ソーカルの論文を『ソーシャル・テキスト』に掲載
1996年アラン・ソーカルは、デタラメをあたかも本当のように美しく並べたソーカル論文「境界を侵犯することー量子重力の変換解釈学に向けて」作り上げ、学術的権威ある雑誌ソーシャル・テキストに投稿しました。 その目的は内容がデタラメであるということを研究者達が見抜けるかどうかのテストでした。しかし研究者達がその意図を読み取ることはなく掲載が決定。ソーカル論文は高い評価を受け、ポストモダンの新境地を開くのであると絶賛されました。

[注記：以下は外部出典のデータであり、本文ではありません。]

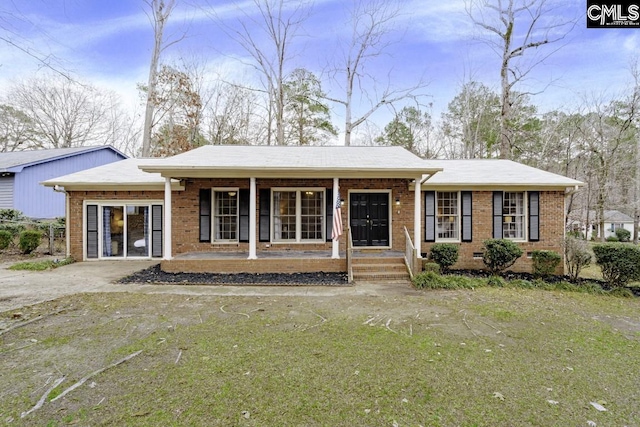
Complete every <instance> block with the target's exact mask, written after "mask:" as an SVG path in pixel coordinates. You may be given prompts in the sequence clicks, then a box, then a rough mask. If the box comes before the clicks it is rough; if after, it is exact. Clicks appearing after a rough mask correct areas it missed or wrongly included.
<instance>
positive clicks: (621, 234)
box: [616, 228, 631, 242]
mask: <svg viewBox="0 0 640 427" xmlns="http://www.w3.org/2000/svg"><path fill="white" fill-rule="evenodd" d="M616 237H617V238H618V240H619V241H621V242H628V241H629V240H630V239H631V232H630V231H629V230H627V229H626V228H618V229H616Z"/></svg>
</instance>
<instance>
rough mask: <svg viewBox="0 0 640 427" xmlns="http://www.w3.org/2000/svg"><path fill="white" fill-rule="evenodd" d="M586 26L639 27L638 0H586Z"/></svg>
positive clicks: (600, 27) (639, 7)
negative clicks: (586, 9) (607, 1)
mask: <svg viewBox="0 0 640 427" xmlns="http://www.w3.org/2000/svg"><path fill="white" fill-rule="evenodd" d="M587 28H640V1H613V2H606V1H598V0H587Z"/></svg>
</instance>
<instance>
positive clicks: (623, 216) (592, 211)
mask: <svg viewBox="0 0 640 427" xmlns="http://www.w3.org/2000/svg"><path fill="white" fill-rule="evenodd" d="M588 213H589V221H590V222H594V221H596V217H597V216H598V215H597V213H596V211H595V210H590V211H589V212H588ZM569 217H570V218H571V219H573V220H574V221H580V220H582V221H586V219H587V212H586V211H574V212H571V214H569ZM604 222H615V223H623V222H626V223H633V218H632V217H630V216H629V215H627V214H625V213H623V212H620V211H617V210H613V209H607V210H605V211H604Z"/></svg>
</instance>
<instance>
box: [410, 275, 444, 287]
mask: <svg viewBox="0 0 640 427" xmlns="http://www.w3.org/2000/svg"><path fill="white" fill-rule="evenodd" d="M413 285H414V286H415V287H416V288H418V289H445V288H446V281H445V280H444V277H442V276H441V275H439V274H438V273H436V272H434V271H425V272H422V273H420V274H416V275H415V276H413Z"/></svg>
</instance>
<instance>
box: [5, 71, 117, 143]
mask: <svg viewBox="0 0 640 427" xmlns="http://www.w3.org/2000/svg"><path fill="white" fill-rule="evenodd" d="M7 99H9V100H11V101H12V104H13V105H12V106H13V107H15V108H18V109H20V110H21V111H22V112H23V113H24V114H25V115H26V116H27V117H28V118H29V120H30V121H31V122H32V123H33V126H34V130H35V133H36V134H37V136H38V138H37V141H38V143H37V144H36V146H35V147H34V148H66V147H80V146H85V145H90V144H97V145H103V144H105V143H106V142H107V140H108V138H107V134H108V131H107V130H106V128H105V127H106V125H107V124H108V122H109V120H108V113H109V111H110V108H111V107H112V105H113V104H112V102H113V99H112V97H111V95H110V94H109V93H107V92H104V91H101V90H99V89H97V88H95V87H93V86H90V85H87V84H81V83H76V82H74V81H71V80H68V79H66V78H64V77H56V76H45V77H40V78H35V77H34V78H31V79H28V80H25V81H22V82H19V83H17V84H15V85H14V86H12V87H11V88H10V89H9V93H8V96H7Z"/></svg>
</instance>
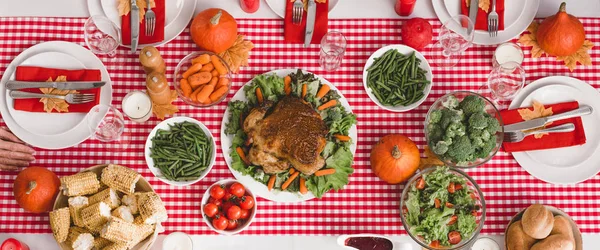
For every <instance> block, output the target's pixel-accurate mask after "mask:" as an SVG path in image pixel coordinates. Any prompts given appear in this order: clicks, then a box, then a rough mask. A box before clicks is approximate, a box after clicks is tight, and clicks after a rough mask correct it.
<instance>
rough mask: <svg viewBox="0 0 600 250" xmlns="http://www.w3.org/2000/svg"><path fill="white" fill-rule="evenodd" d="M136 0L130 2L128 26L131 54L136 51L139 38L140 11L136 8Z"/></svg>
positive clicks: (137, 7) (139, 33)
mask: <svg viewBox="0 0 600 250" xmlns="http://www.w3.org/2000/svg"><path fill="white" fill-rule="evenodd" d="M135 1H136V0H131V13H129V14H130V16H129V18H130V24H131V52H134V53H135V52H136V51H137V45H138V41H139V37H140V16H139V15H140V13H139V12H140V9H139V8H138V7H137V3H136V2H135Z"/></svg>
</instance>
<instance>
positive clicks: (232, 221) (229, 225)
mask: <svg viewBox="0 0 600 250" xmlns="http://www.w3.org/2000/svg"><path fill="white" fill-rule="evenodd" d="M237 226H238V222H237V220H229V221H228V222H227V230H233V229H236V228H237Z"/></svg>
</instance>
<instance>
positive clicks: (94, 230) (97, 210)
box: [81, 201, 110, 232]
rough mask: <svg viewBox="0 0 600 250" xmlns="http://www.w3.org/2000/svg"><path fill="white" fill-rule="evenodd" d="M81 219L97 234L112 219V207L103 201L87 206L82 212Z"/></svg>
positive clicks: (84, 222) (85, 226) (84, 208)
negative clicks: (110, 213) (109, 206)
mask: <svg viewBox="0 0 600 250" xmlns="http://www.w3.org/2000/svg"><path fill="white" fill-rule="evenodd" d="M81 218H82V219H83V224H84V225H85V227H86V228H87V229H89V230H91V231H92V232H97V231H98V230H99V227H102V225H104V224H105V223H106V222H108V219H109V218H110V207H109V206H108V205H107V204H106V203H104V202H103V201H101V202H98V203H96V204H92V205H89V206H87V207H86V208H84V209H82V210H81Z"/></svg>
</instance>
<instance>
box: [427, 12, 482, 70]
mask: <svg viewBox="0 0 600 250" xmlns="http://www.w3.org/2000/svg"><path fill="white" fill-rule="evenodd" d="M474 37H475V32H474V26H473V22H471V20H470V19H469V17H467V16H465V15H458V16H454V17H452V19H450V20H448V21H447V22H446V23H444V25H443V26H442V28H441V29H440V33H439V35H438V41H437V42H436V43H435V44H434V45H433V46H431V47H430V49H429V50H431V52H432V53H431V55H432V57H433V58H432V59H433V60H432V62H433V63H432V64H433V65H434V66H439V67H452V66H454V65H456V64H457V63H458V62H459V61H460V59H461V58H462V53H463V52H464V51H465V50H467V49H468V48H469V47H471V45H472V44H473V38H474Z"/></svg>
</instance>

掲載後ソーカルが自身の論文について内容がないことを暴露
アラン・ソーカルはソーカル論文がソーシャル・テキストに掲載された3週間後、別の学術誌リンガ・フランカでソーカル論文はデタラメであると発表しました。そしてそれは大きなセンセーションを巻き起こしました。 この一件はニューヨークタイムズなどの有力誌で取り上げられ、研究者では無い一般人までも目にすることになりました。 アラン・ソーカルは発表してすぐに「境界を侵犯することーあとがき」という論文をソーシャル・テキストに持ち込みましたが、当たり前のように却下されました。